Кивнув, она обратила внимание на зимние сады за окном.

– Твоя жена не слишком обрадуется, если мы с Альбертой останемся здесь.

– Моя жена?

– Как ты сказал, теперь ты – граф Грейлинг. Тебе нужен наследник.

– Я женюсь не скоро, если вообще когда-либо. Я намерен сначала хорошо устроить жизнь леди Альберты. Она важнее всего.

Джулия коснулась деревянной панели. Та была такой же холодной, как и ее душа. Она задумалась о том, почувствует ли она тепло когда-либо еще.

– Остановимся на этом. Я не буду обедать с тобой и проводить время по вечерам. Если тебе нужно будет что-то мне сказать, передавай все через слуг.

– Если тебе нужно будет поговорить со мной…

Она встретилась с ним взглядом и сказала:

– Мне не потребуется.

С этими словами Джулия развернулась на каблуках и вышла из библиотеки, удивляясь, как по-разному оба брата смогли разбить ее сердце. По дороге в спальню она задавалась вопросом, почему ее сердце ноет от потери обоих братьев в равной степени.

* * *

Стоя у окна и потягивая скотч, Эдвард наблюдал за тем, как спускаются сумерки. Он собирался позволить себе лишь один бокал. Он не хотел притуплять боль от последних слов Джулии, которые он справедливо заслужил. В груди саднило от того, что он открыл ей свое сердце, не получив в ответ ничего, кроме холодной ненависти. Крошечная часть его надеялась, молилась и желала, чтобы она призналась ему в любви после его откровения, хотя он понимал, что подобное желание было глупым и бессмысленным.

Он даже не осознавал глубину своих чувств, пока признание не сорвалось с его губ. Он не помнил, когда влюбился в нее. Просто однажды он понял, что любит ее, и испугался, что она останется в его сердце навсегда. Для нее же он будет грызуном, который крадет то, на что не имеет прав.

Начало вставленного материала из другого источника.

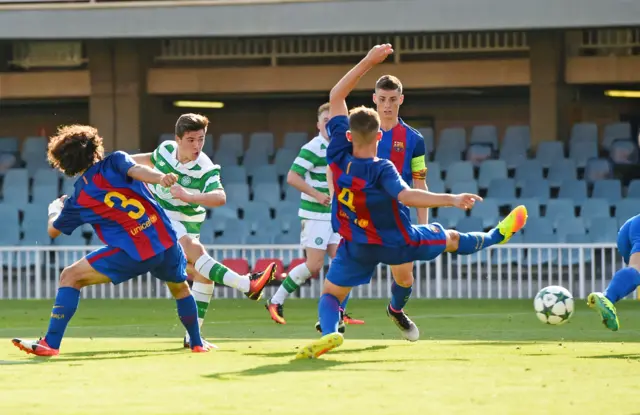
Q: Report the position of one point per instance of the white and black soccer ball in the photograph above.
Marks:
(553, 305)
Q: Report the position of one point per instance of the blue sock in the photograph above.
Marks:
(472, 242)
(329, 312)
(399, 296)
(188, 313)
(623, 283)
(64, 308)
(343, 304)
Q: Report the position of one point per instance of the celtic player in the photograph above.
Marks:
(198, 187)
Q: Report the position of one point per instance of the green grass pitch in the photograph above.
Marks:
(474, 357)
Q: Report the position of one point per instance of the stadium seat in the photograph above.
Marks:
(238, 265)
(598, 169)
(262, 141)
(503, 191)
(575, 190)
(232, 143)
(549, 152)
(561, 170)
(615, 131)
(489, 170)
(610, 190)
(485, 134)
(458, 172)
(295, 140)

– Ужин подан, милорд, – объявил Ригдон.

Эдвард принял ванну, побрился и оделся для ужина на случай, если она смягчится и захочет поужинать в его компании. Ему было все равно, заговорит ли она с ним. Ее присутствия было бы достаточно. Они могли бы встречаться в столовой. Джулия, облаченная в траурные одеяния, могла бы сидеть в дальнем конце стола, на расстоянии от него. Эдвард думал, что она присоединится к нему, если поймет, какие муки он будет испытывать при ее появлении.

– Графиня…

Если он подождет немного дольше, она, возможно, придет.

– Миледи сообщила Торри, что будет ужинать у себя. Думаю, ей нездоровится из-за погоды.

Стоило отдать должное дворецкому, который хотя бы пытался сделать вид, что между лордом и леди ничего не произошло.

– Я сейчас.

Боже, лорду не пристало искать себе оправданий. Он провел с ней чуть больше двух месяцев. Ему придется жить с этим до конца своих дней. Вздохнув, Эдвард выпил свой напиток и направился в небольшую столовую.

Он не знал, почему ожидал увидеть ее там, почему все застыло внутри него, когда в столовой оказались только дворецкий и лакей. Сердце, в котором теплилась надежда, подвело его.

Заняв место за столом, он уставился на огонь, горящий в канделябрах в центре стола. Ему налили вина и подали суп. В комнате царила такая тишина, что, казалось, единственным звуком был стук его серебряной ложки о фарфор. Он не думал, что когда-либо будет скучать по сквознякам Хэвишем-холла, но сейчас даже они казались лучше звенящей тишины, которая воцарилась в столовой из-за отсутствия Джулии.